Филип Казан - Аппетит
Кухня усердно бурлила. И мы плясали довольно хорошо: это был тщательно отрепетированный танец множества людей, где каждый вступал вовремя, повинуясь приказу Зохана или взмаху и удару его ложки. Каждый знал свое место, но только не я, конечно. Поначалу я мешал. Я попадал под каждую ногу, под каждый локоть, оказывался за каждым плечом. Меня должны были бы осыпать затрещинами, пинками и бранью, но все придерживали языки и руки: они не смели поступать иначе. Ведь я считался любимчиком, экспериментом великого человека, который повелевал, более или менее незримо, каждой жизнью в городе, не говоря уже о дворце и работниках дворцовой кухни. Я был только лишь еще одним усложнением в привычной пытке их дней: им следовало учесть меня, приспособиться ко мне и вдобавок удержать свои мысли при себе. Зохан рявкал: «Плясунья-а-а!» – и бранил меня достаточно для всех них, так что в некотором смысле это было хорошо и правильно. И сколько бы он ни страшил меня, я любил его так же сильно, как он, наверное, меня ненавидел в те первые пару недель. Я наблюдал за ним, как молодой волк наблюдает за своим родителем: учась, все время учась. Но я по-прежнему чувствовал себя мартышкой, выряженной благородным господином и усаженной за высокий стол для вечерней забавы. Две недели я страдал, понимая, что расстраиваю механизм. Я приходил домой, чтобы метаться и вертеться в постели, скользя по морям мелькающих досадливых снов.
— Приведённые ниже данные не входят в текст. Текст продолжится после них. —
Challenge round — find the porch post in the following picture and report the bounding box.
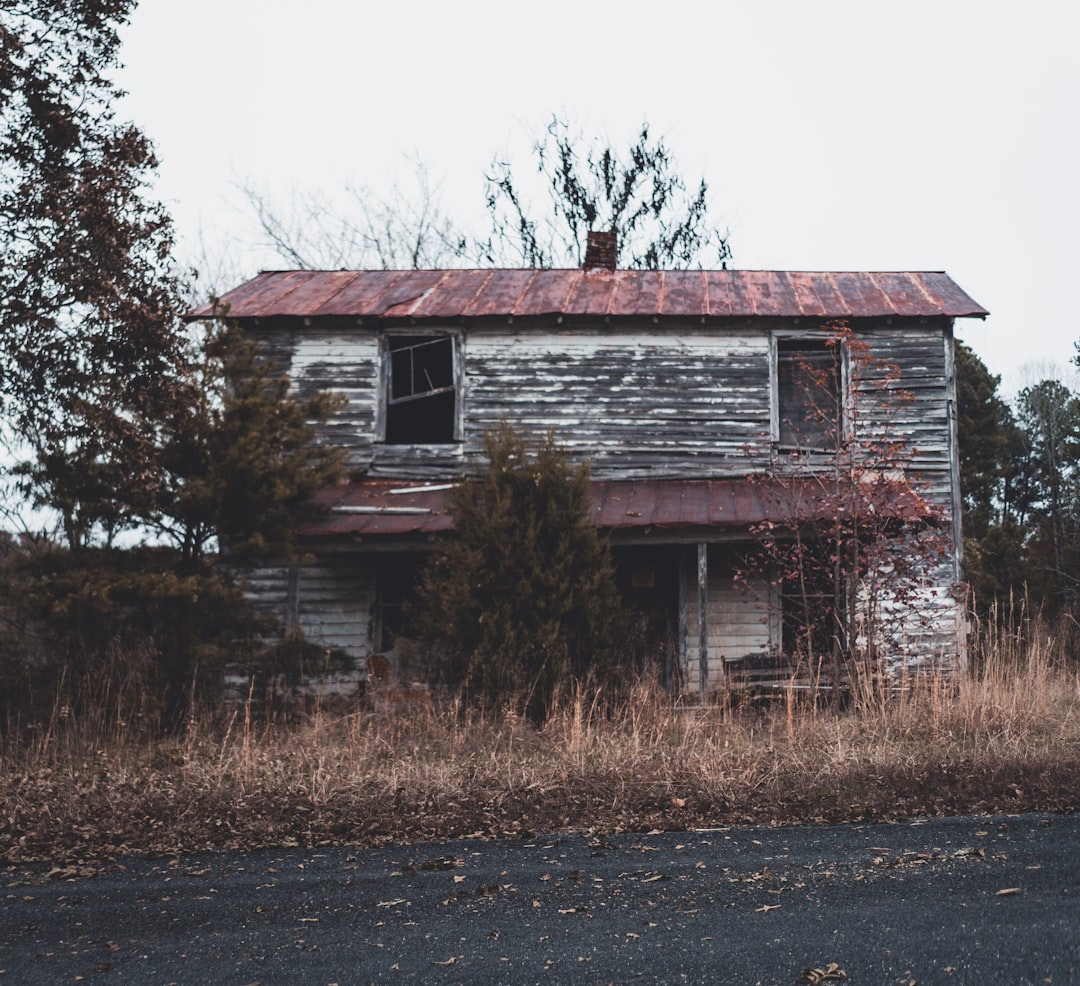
[698,543,708,699]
Пошла третья неделя. Я прокрался на кухню и натянул рабочую одежду, ощущая, как нервический ужас скапливается лужицей в моем животе. Ожидался еще один день под девизом: «Плясунья, шевели задницей». И разумеется, Зохан приветствовал меня пренебрежительной бесстрастной дробью ложки и ткнул ею в направлении огромной камышовой корзины, из которой на каменный пол сочилась серая жидкость.
– Ты где был? – рявкнул он.
Я открыл рот, чтобы указать, что я здесь первый, но ложка поймала меня врасплох жалящим ударом по плечу.
– Эти выродки ждали несколько часов, – продолжил он, указывая на корзину. – Приготовь их, и быстро. От твоей лени весь город может перекосить.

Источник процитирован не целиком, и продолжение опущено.